In response to that issue, Ward helped spearhead cTAP – a partnership enabling clinical experts and drug developers to use novel methods to design trials that provide clear evidence of a drug’s potential. “Our vision is there will be no more clinical trials generating results that are equivocal,” said Ward. After all, pursuing a dud is just as bad as letting a good drug get away because the trial was flawed.

The project includes patient advocacy groups, major pharmaceutical companies and biotechs, leading academic research groups and experts in complex data analysis. At its core is a registry of data about the health history of more than 1,300 patients, representing more than 10,000 clinic visits. The initiative was launched in winter 2015, and the group has already published two papers that will help drug developers design better clinical trials of drugs for Duchenne.

Ward sees even wider applications for their methods, though.

“Duchenne is far from the only disease that suffers from longitudinal heterogeneity,” she said. “There are many rare diseases like that, but also common ones such as Alzheimer’s and depression.

“If we can solve the challenges in Duchenne, the potential to adapt those solutions for other diseases is real,” she added.
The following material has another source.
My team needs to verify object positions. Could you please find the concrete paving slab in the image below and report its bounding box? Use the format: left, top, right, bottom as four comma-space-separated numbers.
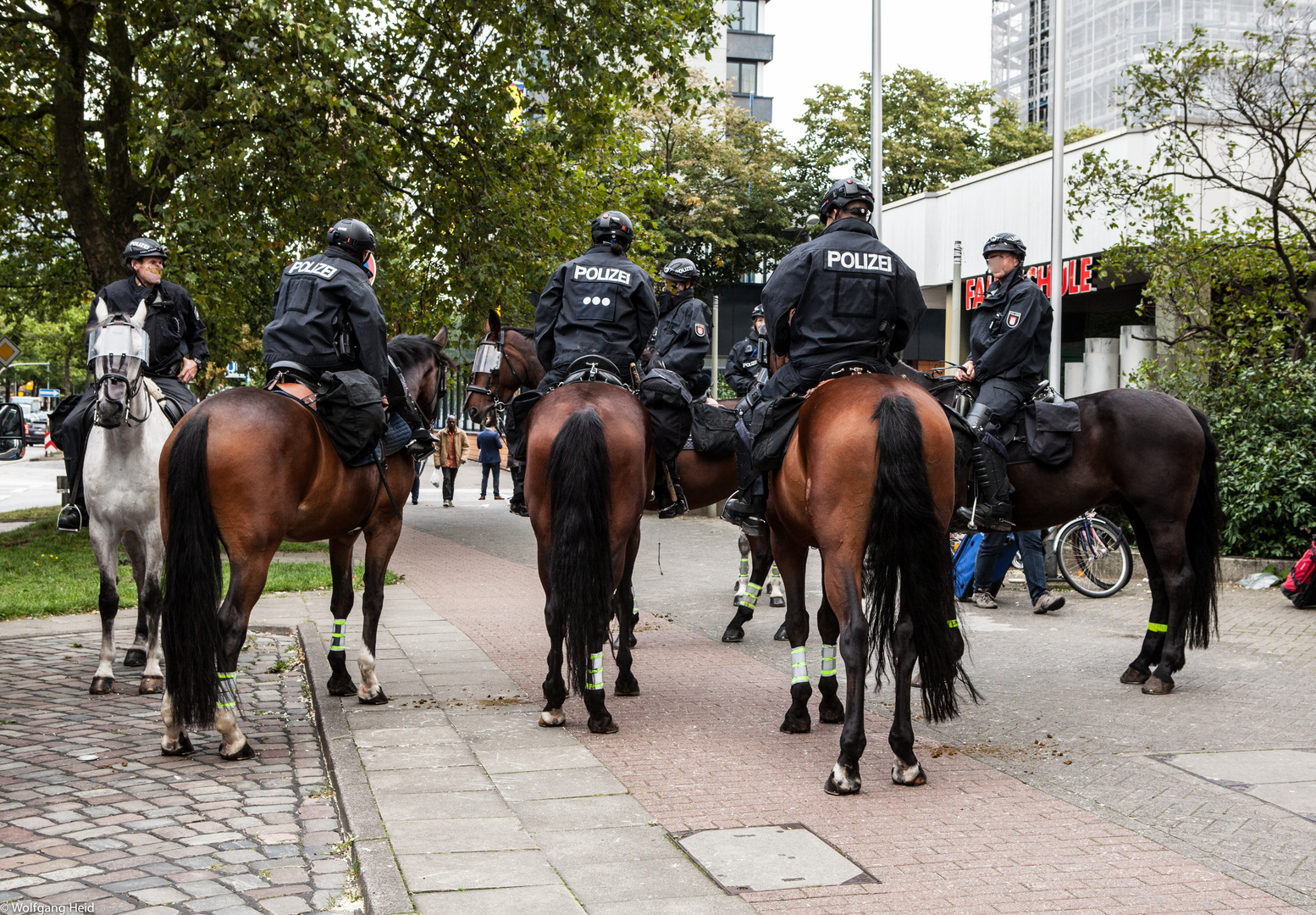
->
397, 851, 562, 896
If this new process does work, it will be welcome news to other conditions where companies have also seen large numbers of failures.

Despite such progress, the specter of a catastrophic failure still haunts drug R&D professionals.
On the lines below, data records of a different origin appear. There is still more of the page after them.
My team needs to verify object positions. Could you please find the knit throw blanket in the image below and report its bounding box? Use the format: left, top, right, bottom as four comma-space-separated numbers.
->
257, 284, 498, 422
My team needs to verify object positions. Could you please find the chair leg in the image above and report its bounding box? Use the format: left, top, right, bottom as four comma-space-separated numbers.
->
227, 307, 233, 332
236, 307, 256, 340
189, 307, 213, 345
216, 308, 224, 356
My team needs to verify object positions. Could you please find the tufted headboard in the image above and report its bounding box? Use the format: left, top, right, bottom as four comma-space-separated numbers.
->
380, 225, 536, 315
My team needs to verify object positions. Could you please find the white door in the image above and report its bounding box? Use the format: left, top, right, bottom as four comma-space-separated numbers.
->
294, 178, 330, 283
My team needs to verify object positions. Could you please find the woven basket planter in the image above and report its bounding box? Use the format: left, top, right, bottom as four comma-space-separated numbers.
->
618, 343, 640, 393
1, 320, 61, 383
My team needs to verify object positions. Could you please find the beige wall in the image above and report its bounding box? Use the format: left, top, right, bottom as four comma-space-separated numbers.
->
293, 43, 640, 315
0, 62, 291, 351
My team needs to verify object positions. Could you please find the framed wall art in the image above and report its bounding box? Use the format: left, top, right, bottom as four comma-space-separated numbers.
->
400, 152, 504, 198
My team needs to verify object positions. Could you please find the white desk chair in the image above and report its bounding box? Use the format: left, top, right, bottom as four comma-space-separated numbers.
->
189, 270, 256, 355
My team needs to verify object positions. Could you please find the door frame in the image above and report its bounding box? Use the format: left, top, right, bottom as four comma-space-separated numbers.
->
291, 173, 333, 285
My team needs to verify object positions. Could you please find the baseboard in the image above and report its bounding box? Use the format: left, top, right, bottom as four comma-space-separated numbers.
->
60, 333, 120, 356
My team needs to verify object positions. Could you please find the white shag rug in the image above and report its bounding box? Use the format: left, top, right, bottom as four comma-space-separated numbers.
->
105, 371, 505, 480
In a recent post on Forbes’ contributor blog, LaMattina reminisced about a high-profile Phase 3 failure his Pfizer team experienced in 2006. The company had reportedly spent more than $800 million to develop a compound called torcetrapib, which they hoped would become a breakthrough treatment for high cholesterol. But the drug’s Phase 3 trial, which involved over 15,000 patients, failed, and Pfizer pulled the plug on it.

When he got that news, early in the morning at home, LaMattina was devastated. “With this phone call, 17 years of work on the part of hundreds of scientists evaporated,” he wrote.

It’s not surprising, therefore, that some are skeptical of President Trump’s call to speed the drug approval process. So far, change has been agonizingly slow, but also steady. The innovations already made are having an effect, and more are surely on the horizon.